I have problem with a simple login script, keep getting message "Call to a member function on a non-object". The same code worked locally, but when i tried to run it online i got this message.

have two php files:login.php and connect.php

here is simplified code from connect.php

class Connect{
   var $logged;
   function check_login($uname, $pass){
      $this->logged=true;                  // works - i checked with die() function
      $this->set_session(logged', true);   //works
   function simple(){
      return $_SESSION['data'];
$user=new Connect;

here is the code from user.php

$user->check_login($uname, $pass);          // works
var_dump($user->logged);                    // i get NULL - why!?
$loggedin=$user->get_session('logged');     // i get the error message "call to a member function on a non-object

Check the quotes on line 5: $this->set_session('logged', true);

Check the quotes on line 5: $this->set_session('logged', true);

I made mistake typing here.

How do I solve this problem:
When i want to

echo $user->logged;

i get error message saying: Trying to get property of non-object
Why can't I echo this attribute?
Also, when I want to call some Connect method I get error message: Call to a member function .. on a non-object.
The method I want to call is super simple, like this one:

function get_text(){
   return 'a';

Note that I didn't have any problems when was testing offline (locally), but when I put this code online I got these messages.

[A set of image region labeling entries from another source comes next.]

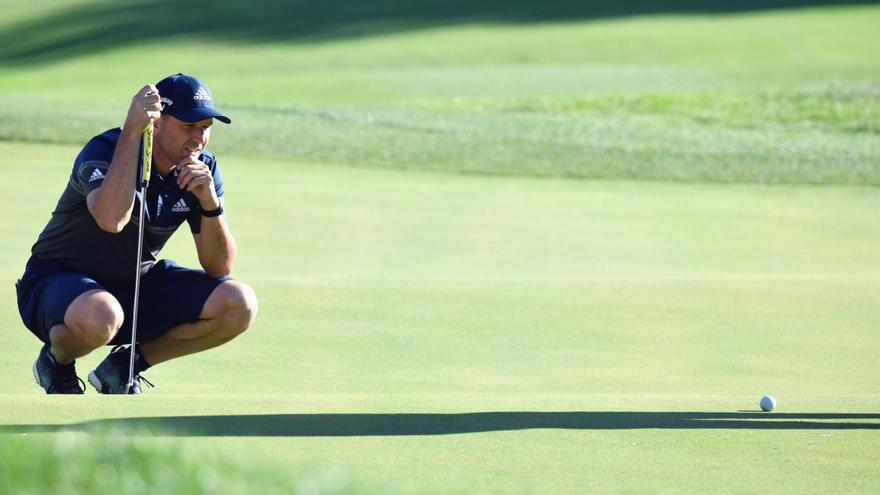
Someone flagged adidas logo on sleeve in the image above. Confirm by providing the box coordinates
[89,168,107,182]
[171,198,189,213]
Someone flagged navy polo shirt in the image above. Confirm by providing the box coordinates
[31,128,223,280]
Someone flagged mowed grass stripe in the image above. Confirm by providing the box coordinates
[0,7,880,185]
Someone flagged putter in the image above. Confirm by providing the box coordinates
[125,122,153,395]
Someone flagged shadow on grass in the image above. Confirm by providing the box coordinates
[0,412,880,437]
[0,0,876,65]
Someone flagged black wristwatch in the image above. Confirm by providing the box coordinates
[202,201,223,217]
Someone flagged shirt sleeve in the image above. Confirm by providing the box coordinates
[71,139,113,196]
[186,156,226,234]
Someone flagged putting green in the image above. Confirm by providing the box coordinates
[0,143,880,493]
[0,0,880,494]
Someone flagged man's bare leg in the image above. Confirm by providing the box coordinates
[49,289,124,364]
[138,280,257,366]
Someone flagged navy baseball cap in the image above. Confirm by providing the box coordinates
[156,73,232,124]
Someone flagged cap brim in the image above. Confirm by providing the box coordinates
[169,108,232,124]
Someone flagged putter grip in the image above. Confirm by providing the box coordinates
[141,122,153,186]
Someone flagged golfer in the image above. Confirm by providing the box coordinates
[16,74,257,394]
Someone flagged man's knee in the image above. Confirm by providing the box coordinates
[64,290,125,348]
[214,280,257,335]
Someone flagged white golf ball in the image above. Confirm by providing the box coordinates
[761,395,776,412]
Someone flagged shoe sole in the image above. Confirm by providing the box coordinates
[89,370,105,394]
[33,361,46,391]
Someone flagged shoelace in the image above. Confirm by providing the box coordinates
[46,374,86,394]
[134,374,156,388]
[110,344,156,388]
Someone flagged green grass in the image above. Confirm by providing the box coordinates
[0,2,880,185]
[0,144,880,493]
[0,0,880,494]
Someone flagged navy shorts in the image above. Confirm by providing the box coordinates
[15,256,231,345]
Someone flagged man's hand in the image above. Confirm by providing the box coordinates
[123,84,162,134]
[177,155,220,210]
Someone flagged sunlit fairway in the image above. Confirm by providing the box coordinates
[0,1,880,493]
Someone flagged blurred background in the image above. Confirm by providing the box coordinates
[0,0,880,184]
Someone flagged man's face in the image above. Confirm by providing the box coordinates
[153,115,214,165]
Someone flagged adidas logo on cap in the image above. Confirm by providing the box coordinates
[193,86,211,101]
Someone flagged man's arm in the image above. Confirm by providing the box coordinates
[177,156,236,278]
[86,85,161,234]
[193,213,236,278]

You also didn't assign the class correctly. Try replacing with the following.

$user=new Connect(); //add the two brackets

Please post your entire Connect class. It appears you're missing a large portion of it, even if you're getting an error on one of the lines you posted, the fact that you're calling $this->set_session() and $this->get_session() and those functions are not presented it is impossible to debug your code properly.

There is a good chance that your error reporting levels differ from local to remote hosts. Or, possibly your datasets are different and the object is not getting populated correctly somewhere earlier.


Initializing a class without the parenthesis is a perfectly legitimate practice when you are not passing values into a constructor. Personally I always use the parenthesis for consistency so I agree with your statement, but it is not wrong.